1.1 En vertu de l'art. 31 de la loi fédérale du 17 juin 2005 sur le
Tribunal administratif fédéral (LTAF, RS 173.32), ledit Tribunal connaît
des recours contre les décisions au sens de l'art. 5 de la loi fédérale
du 20 décembre 1968 sur la procédure administrative (PA,
RS 172.021) prises par les autorités mentionnées aux art. 33 et 34
LTAF. En particulier, les décisions rendues par l'ODM concernant
l'asile peuvent être contestées devant le Tribunal administratif fédéral
conformément à l'art. 105 de la loi fédérale sur l'asile (LAsi,
RS 142.31).
1.2 Les recours contre de telles décisions, pendants au 31 décembre
2006 devant la CRA, sont également traités par le Tribunal (art. 53 al.
2 LTAF, 1ère phr.). Celui-ci est donc compétent pour connaître de la
présente cause. Il statue de manière définitive (art. 83 let. d ch. 1 de la
loi sur le Tribunal fédéral du 17 juin 2005 [LTF, RS 173.10]).
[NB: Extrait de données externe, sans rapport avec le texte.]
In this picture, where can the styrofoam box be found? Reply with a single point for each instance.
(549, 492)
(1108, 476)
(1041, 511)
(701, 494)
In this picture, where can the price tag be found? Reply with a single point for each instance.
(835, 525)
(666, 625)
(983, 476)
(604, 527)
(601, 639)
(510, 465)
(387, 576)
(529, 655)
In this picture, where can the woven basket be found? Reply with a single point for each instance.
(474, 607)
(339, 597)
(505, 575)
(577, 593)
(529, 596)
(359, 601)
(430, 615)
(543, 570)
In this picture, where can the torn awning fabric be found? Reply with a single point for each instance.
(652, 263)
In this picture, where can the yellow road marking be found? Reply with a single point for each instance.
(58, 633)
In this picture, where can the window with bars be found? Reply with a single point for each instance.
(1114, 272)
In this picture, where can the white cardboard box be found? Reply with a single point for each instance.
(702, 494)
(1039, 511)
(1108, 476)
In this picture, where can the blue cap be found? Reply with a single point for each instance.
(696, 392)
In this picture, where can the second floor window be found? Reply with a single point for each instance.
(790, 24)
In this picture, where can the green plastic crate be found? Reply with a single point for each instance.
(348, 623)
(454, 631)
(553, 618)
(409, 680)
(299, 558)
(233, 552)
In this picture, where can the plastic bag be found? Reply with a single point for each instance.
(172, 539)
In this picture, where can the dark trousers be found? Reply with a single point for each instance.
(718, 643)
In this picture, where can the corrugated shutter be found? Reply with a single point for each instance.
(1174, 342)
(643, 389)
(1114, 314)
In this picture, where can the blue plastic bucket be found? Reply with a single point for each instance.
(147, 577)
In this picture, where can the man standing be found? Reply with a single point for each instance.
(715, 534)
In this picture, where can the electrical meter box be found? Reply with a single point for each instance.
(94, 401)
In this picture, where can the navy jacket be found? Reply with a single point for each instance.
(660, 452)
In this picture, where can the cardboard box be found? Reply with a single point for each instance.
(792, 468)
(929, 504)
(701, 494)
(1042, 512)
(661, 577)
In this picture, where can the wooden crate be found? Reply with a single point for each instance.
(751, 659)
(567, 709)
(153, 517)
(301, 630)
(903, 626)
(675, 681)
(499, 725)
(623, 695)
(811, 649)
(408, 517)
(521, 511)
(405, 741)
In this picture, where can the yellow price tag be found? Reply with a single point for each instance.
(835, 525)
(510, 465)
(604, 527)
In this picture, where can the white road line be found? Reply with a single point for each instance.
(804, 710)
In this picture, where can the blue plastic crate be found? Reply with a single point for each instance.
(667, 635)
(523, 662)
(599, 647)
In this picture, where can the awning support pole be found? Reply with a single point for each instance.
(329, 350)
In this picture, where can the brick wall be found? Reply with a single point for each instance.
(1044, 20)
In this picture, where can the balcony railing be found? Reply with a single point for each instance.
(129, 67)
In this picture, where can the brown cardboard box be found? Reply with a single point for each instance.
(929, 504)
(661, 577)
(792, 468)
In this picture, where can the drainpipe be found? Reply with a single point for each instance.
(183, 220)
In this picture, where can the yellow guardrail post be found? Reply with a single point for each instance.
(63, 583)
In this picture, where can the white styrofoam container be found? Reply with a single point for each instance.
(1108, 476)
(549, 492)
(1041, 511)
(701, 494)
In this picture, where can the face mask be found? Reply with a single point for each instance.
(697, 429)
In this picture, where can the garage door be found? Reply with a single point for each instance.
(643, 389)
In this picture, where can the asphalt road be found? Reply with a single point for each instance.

1.3 Le nouveau droit de procédure s’applique (art. 53 al. 2 phr. 2
LTAF).
1.4 L'intéressée a qualité pour recourir pour elle-même et pour son
enfant (art. 48 al. 1 PA). Pour le surplus, présenté dans les formes
(art. 52 PA) et le délai prescrits par la loi (art. 50 al. 1 PA), le recours
est recevable.
2.
2.1 Sont des réfugiés les personnes qui, dans leur Etat d'origine ou
dans le pays de leur dernière résidence, sont exposées à de sérieux
préjudices ou craignent à juste titre de l'être en raison de leur race, de
leur religion, de leur nationalité, de leur appartenance à un groupe
social déterminé ou de leurs opinions politiques. Sont notamment
considérées comme de sérieux préjudices la mise en danger de la vie,
de l'intégrité corporelle ou de la liberté, de même que les mesures qui
entraînent une pression psychique insupportable. Il y a lieu de tenir
compte des motifs de fuite spécifiques aux femmes (art. 3 al. 1 et 2
LAsi).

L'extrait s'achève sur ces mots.